What is a Doula?
Doula is a Greek word that translates as slave to the woman, and through her knowledge, understanding, and experience in the birthing process, a birth doula will assist families in a multitude of ways. She especially recognizes the need to provide assistance in obtaining information to make informed decisions about women’s bodies and babies, and helps foresee and prevent unwanted interventions common to traditional medical practice.

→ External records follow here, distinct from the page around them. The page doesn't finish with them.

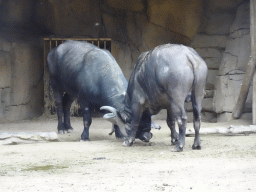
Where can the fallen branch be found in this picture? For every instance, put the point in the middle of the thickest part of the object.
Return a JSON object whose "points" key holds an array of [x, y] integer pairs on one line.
{"points": [[232, 130], [14, 138]]}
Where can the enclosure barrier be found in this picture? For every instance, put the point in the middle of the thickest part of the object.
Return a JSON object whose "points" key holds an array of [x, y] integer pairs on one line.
{"points": [[49, 44]]}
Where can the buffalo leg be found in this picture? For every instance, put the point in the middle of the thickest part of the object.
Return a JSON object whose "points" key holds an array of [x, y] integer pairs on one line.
{"points": [[136, 117], [59, 105], [67, 101], [87, 119], [181, 117], [171, 124], [143, 132], [59, 108], [197, 106]]}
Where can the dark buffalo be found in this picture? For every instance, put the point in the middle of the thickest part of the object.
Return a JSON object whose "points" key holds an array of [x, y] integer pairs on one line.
{"points": [[82, 71], [163, 79]]}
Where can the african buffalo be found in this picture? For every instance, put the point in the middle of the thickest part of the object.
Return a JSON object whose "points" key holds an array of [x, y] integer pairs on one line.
{"points": [[82, 71], [162, 79]]}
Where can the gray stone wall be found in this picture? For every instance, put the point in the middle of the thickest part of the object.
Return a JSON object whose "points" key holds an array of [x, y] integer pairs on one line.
{"points": [[21, 80]]}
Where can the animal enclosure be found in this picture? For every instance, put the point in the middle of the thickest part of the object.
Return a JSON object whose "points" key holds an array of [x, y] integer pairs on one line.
{"points": [[49, 44]]}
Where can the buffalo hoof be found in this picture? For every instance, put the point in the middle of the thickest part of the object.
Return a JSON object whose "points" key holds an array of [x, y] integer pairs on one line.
{"points": [[145, 137], [196, 147], [177, 148], [61, 132], [174, 141], [128, 143], [84, 140]]}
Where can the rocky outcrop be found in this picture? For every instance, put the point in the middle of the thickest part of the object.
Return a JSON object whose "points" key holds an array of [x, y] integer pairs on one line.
{"points": [[233, 64], [134, 27]]}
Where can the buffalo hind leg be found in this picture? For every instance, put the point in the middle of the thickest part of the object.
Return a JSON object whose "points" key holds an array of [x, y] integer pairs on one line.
{"points": [[197, 106], [59, 109], [87, 120], [136, 117], [171, 124], [182, 123], [67, 101]]}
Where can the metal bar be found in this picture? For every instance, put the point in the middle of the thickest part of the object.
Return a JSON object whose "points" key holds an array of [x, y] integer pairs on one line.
{"points": [[77, 38], [50, 42]]}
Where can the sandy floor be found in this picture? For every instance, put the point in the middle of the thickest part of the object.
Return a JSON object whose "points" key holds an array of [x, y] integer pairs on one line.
{"points": [[225, 163]]}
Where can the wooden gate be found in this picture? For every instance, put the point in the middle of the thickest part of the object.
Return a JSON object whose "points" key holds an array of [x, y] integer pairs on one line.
{"points": [[49, 44]]}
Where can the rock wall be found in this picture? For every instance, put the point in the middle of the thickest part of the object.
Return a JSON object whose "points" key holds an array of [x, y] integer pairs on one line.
{"points": [[134, 27], [21, 80], [224, 44]]}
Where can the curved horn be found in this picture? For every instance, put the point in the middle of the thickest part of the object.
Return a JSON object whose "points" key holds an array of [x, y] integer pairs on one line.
{"points": [[114, 118], [111, 109]]}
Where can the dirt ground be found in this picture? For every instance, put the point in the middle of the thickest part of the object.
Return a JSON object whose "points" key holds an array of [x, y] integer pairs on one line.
{"points": [[225, 163]]}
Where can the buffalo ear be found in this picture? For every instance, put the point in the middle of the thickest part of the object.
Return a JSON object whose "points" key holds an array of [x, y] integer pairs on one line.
{"points": [[110, 117], [125, 117]]}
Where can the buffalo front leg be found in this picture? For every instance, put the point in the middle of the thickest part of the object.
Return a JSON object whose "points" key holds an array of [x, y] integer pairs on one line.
{"points": [[171, 124], [197, 122], [136, 117], [59, 109], [67, 101], [87, 120]]}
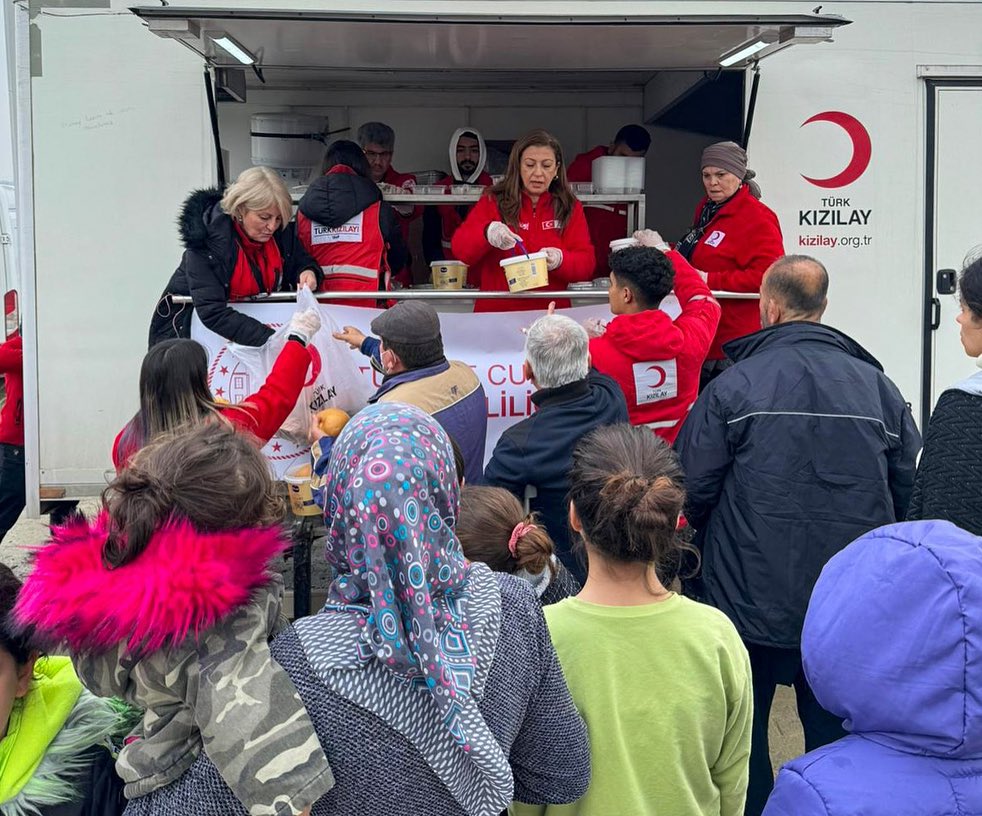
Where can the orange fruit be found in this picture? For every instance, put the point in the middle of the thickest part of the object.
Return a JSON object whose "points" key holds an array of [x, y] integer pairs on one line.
{"points": [[331, 421]]}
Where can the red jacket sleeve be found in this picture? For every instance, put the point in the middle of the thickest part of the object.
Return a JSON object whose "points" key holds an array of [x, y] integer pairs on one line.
{"points": [[761, 246], [579, 260], [265, 411], [469, 243], [700, 310], [12, 356]]}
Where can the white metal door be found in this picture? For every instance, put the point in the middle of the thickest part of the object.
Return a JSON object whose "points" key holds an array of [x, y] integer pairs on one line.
{"points": [[956, 227]]}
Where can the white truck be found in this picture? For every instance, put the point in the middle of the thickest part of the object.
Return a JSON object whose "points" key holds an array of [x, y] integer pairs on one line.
{"points": [[864, 120]]}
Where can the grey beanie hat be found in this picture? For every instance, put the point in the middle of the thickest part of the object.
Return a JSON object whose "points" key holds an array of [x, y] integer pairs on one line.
{"points": [[732, 158]]}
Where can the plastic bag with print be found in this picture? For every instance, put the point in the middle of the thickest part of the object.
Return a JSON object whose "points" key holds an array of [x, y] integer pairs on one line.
{"points": [[333, 379]]}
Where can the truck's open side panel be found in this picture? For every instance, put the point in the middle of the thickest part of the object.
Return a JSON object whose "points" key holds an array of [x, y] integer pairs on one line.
{"points": [[119, 138]]}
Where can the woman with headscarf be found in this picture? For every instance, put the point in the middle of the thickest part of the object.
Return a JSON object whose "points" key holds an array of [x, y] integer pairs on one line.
{"points": [[734, 238], [431, 681]]}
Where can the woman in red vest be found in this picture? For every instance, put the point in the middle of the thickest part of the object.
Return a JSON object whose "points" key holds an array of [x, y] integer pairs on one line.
{"points": [[343, 223], [533, 204], [174, 392], [238, 244], [733, 240]]}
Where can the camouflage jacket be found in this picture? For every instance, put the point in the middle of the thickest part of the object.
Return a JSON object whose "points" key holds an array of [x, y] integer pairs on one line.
{"points": [[183, 632]]}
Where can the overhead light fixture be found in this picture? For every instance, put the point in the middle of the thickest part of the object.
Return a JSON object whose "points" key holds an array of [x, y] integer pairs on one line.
{"points": [[771, 41], [236, 49], [742, 52]]}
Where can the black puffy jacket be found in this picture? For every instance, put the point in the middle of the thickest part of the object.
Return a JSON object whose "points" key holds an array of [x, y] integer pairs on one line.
{"points": [[948, 479], [205, 273], [335, 198], [538, 451], [800, 447]]}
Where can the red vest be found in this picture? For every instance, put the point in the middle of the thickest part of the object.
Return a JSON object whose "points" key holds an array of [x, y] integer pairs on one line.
{"points": [[352, 255]]}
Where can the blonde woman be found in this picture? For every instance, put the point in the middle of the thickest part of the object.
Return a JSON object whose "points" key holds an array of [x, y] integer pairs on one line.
{"points": [[236, 245]]}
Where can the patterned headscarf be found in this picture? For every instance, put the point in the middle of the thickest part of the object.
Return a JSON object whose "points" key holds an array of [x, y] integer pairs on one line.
{"points": [[392, 507], [408, 614]]}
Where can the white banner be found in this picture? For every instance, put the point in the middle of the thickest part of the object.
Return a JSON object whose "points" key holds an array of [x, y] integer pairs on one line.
{"points": [[490, 343]]}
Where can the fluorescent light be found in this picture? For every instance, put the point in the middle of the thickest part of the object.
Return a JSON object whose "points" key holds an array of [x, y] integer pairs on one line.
{"points": [[742, 53], [233, 48]]}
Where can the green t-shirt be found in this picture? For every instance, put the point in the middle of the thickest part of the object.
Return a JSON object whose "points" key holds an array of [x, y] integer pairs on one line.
{"points": [[665, 692]]}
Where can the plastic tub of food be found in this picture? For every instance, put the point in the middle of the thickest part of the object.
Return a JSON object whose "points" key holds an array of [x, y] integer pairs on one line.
{"points": [[525, 271], [622, 243], [297, 480], [448, 274]]}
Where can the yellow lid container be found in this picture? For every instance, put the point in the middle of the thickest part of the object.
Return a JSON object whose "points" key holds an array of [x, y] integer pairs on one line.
{"points": [[526, 271], [448, 274]]}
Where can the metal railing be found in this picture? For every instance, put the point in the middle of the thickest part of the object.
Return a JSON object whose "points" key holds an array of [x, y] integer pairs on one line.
{"points": [[456, 294]]}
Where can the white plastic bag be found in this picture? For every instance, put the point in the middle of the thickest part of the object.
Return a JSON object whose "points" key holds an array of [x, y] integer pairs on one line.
{"points": [[333, 379]]}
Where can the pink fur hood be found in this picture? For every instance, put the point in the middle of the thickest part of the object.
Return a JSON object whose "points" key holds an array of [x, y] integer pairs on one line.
{"points": [[184, 583]]}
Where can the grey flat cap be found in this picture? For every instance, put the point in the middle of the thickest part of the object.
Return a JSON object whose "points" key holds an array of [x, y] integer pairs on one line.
{"points": [[410, 322]]}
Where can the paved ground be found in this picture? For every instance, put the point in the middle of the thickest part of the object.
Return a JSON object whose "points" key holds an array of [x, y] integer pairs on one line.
{"points": [[787, 741]]}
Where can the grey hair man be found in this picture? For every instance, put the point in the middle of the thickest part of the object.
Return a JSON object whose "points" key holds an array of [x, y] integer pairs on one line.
{"points": [[532, 458], [797, 449]]}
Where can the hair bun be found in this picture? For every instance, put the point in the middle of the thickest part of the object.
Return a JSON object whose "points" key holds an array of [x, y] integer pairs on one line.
{"points": [[661, 503], [624, 489]]}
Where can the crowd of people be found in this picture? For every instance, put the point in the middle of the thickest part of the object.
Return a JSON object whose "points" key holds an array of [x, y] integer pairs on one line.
{"points": [[593, 622]]}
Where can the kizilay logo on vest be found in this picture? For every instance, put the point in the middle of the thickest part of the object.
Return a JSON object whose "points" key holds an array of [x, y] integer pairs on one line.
{"points": [[654, 381], [348, 233]]}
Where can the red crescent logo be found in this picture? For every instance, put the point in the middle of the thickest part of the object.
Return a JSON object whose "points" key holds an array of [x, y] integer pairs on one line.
{"points": [[862, 148], [315, 365], [662, 374]]}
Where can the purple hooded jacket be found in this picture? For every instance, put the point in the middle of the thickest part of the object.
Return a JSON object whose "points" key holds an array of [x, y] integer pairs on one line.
{"points": [[893, 643]]}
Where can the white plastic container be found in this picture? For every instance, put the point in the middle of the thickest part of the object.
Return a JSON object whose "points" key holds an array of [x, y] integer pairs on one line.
{"points": [[622, 243], [281, 147], [618, 174], [581, 286]]}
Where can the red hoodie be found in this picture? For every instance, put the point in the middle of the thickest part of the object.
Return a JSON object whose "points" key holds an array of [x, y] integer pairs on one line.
{"points": [[261, 414], [408, 182], [607, 222], [538, 229], [735, 250], [657, 361], [12, 416]]}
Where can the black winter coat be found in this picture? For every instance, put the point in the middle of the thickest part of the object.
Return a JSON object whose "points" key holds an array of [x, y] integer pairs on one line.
{"points": [[799, 448], [205, 273], [335, 198], [949, 477], [538, 451]]}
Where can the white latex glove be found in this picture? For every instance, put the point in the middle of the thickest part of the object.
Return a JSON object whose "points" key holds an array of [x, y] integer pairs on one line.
{"points": [[500, 236], [651, 238], [554, 257], [594, 326], [305, 323], [295, 429]]}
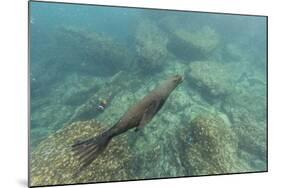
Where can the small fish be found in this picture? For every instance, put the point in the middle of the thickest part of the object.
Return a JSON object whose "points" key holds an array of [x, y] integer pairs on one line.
{"points": [[136, 117]]}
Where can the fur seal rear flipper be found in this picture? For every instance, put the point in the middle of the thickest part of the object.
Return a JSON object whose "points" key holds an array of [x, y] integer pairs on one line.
{"points": [[137, 117]]}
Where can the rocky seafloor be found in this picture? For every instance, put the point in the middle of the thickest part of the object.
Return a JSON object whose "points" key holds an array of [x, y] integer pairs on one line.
{"points": [[213, 123]]}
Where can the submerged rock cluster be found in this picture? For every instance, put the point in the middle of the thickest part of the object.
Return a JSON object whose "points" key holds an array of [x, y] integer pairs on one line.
{"points": [[211, 147], [53, 162], [213, 79]]}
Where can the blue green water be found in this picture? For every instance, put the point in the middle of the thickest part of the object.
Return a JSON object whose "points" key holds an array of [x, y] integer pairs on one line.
{"points": [[214, 122]]}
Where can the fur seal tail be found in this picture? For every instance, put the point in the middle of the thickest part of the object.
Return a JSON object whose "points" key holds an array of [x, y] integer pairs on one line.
{"points": [[88, 150]]}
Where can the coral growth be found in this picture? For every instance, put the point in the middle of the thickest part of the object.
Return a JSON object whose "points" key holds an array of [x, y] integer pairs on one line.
{"points": [[211, 147], [53, 161], [213, 79]]}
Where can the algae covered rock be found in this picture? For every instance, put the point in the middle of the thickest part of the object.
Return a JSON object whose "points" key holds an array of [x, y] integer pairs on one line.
{"points": [[151, 46], [212, 79], [211, 147], [53, 162]]}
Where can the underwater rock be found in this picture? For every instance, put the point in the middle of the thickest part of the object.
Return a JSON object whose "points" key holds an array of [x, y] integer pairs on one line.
{"points": [[53, 162], [211, 147], [105, 90], [250, 132], [101, 55], [252, 136], [151, 46], [212, 79], [193, 46]]}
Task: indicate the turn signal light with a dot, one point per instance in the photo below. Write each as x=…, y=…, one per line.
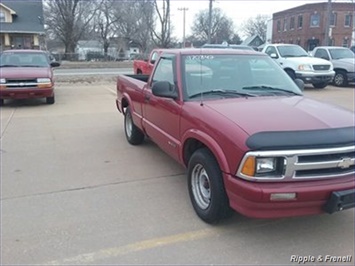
x=249, y=166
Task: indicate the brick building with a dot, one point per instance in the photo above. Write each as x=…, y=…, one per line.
x=306, y=25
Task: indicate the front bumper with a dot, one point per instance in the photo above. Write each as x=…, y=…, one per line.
x=26, y=93
x=252, y=199
x=308, y=77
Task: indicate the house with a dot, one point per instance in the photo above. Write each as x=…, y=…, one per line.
x=119, y=49
x=253, y=41
x=307, y=25
x=21, y=24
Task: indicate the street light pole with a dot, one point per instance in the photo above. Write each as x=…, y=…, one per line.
x=327, y=27
x=210, y=22
x=183, y=9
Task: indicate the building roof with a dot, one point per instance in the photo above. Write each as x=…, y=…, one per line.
x=28, y=17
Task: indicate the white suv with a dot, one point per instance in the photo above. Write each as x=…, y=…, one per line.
x=299, y=64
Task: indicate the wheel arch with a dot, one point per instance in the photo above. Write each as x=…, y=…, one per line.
x=196, y=140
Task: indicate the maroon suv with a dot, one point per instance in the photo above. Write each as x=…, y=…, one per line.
x=26, y=74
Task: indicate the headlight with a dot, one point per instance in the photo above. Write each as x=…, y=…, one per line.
x=262, y=167
x=305, y=67
x=43, y=80
x=265, y=165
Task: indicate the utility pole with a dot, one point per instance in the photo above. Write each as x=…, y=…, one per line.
x=210, y=22
x=183, y=9
x=327, y=26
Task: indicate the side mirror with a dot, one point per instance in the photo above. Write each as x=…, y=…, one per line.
x=274, y=56
x=164, y=89
x=299, y=83
x=55, y=64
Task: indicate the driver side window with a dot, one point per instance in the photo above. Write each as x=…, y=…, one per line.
x=270, y=50
x=164, y=71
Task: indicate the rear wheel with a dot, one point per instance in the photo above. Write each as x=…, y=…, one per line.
x=340, y=78
x=50, y=100
x=133, y=134
x=320, y=85
x=206, y=187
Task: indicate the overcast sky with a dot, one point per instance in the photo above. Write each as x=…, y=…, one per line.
x=238, y=10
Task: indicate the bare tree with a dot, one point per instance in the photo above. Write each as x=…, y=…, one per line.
x=104, y=23
x=134, y=21
x=68, y=20
x=163, y=37
x=256, y=26
x=222, y=27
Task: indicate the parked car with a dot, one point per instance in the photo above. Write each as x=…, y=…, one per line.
x=299, y=64
x=343, y=60
x=26, y=74
x=248, y=137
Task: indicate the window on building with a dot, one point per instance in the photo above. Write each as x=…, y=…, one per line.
x=300, y=21
x=333, y=19
x=348, y=19
x=315, y=19
x=2, y=16
x=292, y=23
x=278, y=26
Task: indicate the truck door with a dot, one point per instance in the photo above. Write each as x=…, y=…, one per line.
x=161, y=116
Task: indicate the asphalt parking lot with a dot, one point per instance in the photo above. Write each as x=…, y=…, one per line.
x=73, y=191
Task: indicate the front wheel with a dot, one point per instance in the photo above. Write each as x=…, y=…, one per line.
x=320, y=85
x=133, y=134
x=50, y=100
x=206, y=187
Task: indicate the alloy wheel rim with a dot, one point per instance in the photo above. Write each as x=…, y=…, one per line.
x=201, y=187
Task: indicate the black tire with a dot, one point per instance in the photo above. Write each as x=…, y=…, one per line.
x=133, y=134
x=206, y=187
x=320, y=85
x=291, y=73
x=50, y=100
x=340, y=78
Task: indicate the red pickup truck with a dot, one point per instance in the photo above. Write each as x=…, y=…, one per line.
x=145, y=67
x=248, y=137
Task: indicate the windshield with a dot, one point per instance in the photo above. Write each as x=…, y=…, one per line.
x=23, y=59
x=291, y=51
x=339, y=53
x=218, y=76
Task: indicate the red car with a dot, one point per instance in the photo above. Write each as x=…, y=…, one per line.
x=26, y=74
x=248, y=137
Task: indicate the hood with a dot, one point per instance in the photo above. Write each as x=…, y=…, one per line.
x=296, y=113
x=25, y=72
x=347, y=63
x=309, y=60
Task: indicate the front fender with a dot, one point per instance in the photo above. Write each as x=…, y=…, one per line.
x=210, y=143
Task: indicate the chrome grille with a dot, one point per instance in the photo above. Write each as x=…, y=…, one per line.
x=308, y=164
x=19, y=83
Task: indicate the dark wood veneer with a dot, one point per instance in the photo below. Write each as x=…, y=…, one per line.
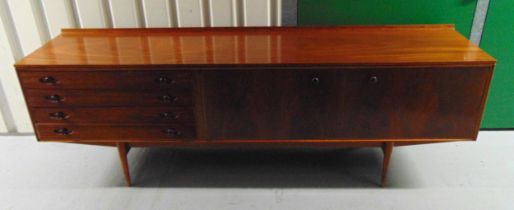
x=373, y=86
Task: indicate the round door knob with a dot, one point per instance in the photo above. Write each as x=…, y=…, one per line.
x=58, y=115
x=315, y=80
x=63, y=131
x=373, y=79
x=54, y=98
x=169, y=115
x=48, y=80
x=171, y=132
x=167, y=98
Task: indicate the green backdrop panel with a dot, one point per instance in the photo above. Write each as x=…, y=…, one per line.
x=362, y=12
x=498, y=40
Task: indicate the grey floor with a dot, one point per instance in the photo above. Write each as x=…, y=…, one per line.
x=464, y=175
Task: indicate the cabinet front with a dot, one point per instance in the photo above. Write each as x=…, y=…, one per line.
x=432, y=103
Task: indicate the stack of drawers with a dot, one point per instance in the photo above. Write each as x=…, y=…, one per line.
x=110, y=105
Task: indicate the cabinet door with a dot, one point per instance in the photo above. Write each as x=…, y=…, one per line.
x=344, y=103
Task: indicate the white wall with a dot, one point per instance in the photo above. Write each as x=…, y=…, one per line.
x=26, y=24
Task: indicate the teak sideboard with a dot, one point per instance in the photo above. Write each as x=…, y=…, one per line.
x=360, y=86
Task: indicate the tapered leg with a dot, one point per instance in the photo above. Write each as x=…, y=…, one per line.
x=387, y=148
x=123, y=149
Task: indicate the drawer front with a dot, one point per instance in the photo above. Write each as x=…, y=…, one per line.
x=64, y=132
x=345, y=103
x=119, y=80
x=91, y=98
x=117, y=115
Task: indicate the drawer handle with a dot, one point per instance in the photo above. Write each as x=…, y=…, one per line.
x=373, y=79
x=172, y=132
x=164, y=80
x=58, y=115
x=167, y=98
x=48, y=80
x=170, y=115
x=54, y=98
x=315, y=80
x=63, y=131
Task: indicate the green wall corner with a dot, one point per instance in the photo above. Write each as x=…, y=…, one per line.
x=376, y=12
x=498, y=40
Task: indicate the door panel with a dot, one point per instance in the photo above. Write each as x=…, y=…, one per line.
x=344, y=103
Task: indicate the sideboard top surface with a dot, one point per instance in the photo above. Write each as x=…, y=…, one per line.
x=411, y=45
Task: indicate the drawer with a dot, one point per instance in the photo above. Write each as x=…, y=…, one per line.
x=90, y=98
x=63, y=132
x=121, y=80
x=127, y=115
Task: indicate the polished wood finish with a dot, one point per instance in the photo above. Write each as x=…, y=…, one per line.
x=387, y=148
x=115, y=132
x=349, y=104
x=372, y=86
x=106, y=98
x=114, y=115
x=361, y=46
x=123, y=149
x=108, y=80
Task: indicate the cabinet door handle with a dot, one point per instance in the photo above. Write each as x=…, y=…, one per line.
x=49, y=80
x=167, y=98
x=172, y=132
x=63, y=131
x=164, y=80
x=315, y=80
x=169, y=115
x=54, y=98
x=373, y=79
x=58, y=115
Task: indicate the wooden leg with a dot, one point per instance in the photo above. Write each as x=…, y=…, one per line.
x=387, y=148
x=123, y=149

Why Would One Need a Doula?
Published medical research has shown the positive effects of doula labor support in the birth setting. A doula’s presence during labor results in women in childbirth having shorter labors with fewer complications, less need for pitocin, reduced use of forceps and vacuum extraction, fewer requests for epidural anesthesia, and fewer cesarean births. Mothers with a doula continuously present during their labor have also been shown to experience greater satisfaction with childbirth, better postpartum bonding with the new baby, and fewer sick or distressed babies at birth. There is a correlation between the presence of a doula at birth, and decreased risk of postpartum depression. Babies born with a doula present have shorter hospital stays and fewer admissions to special care nurseries, and are able to breastfeed more easily. Dads and other partners whose child was born with a doula present also experience greater satisfaction, and feel more connected to the mother and child immediately postpartum.
*Please note that a doula is not a substitute for your midwife or obstetrician.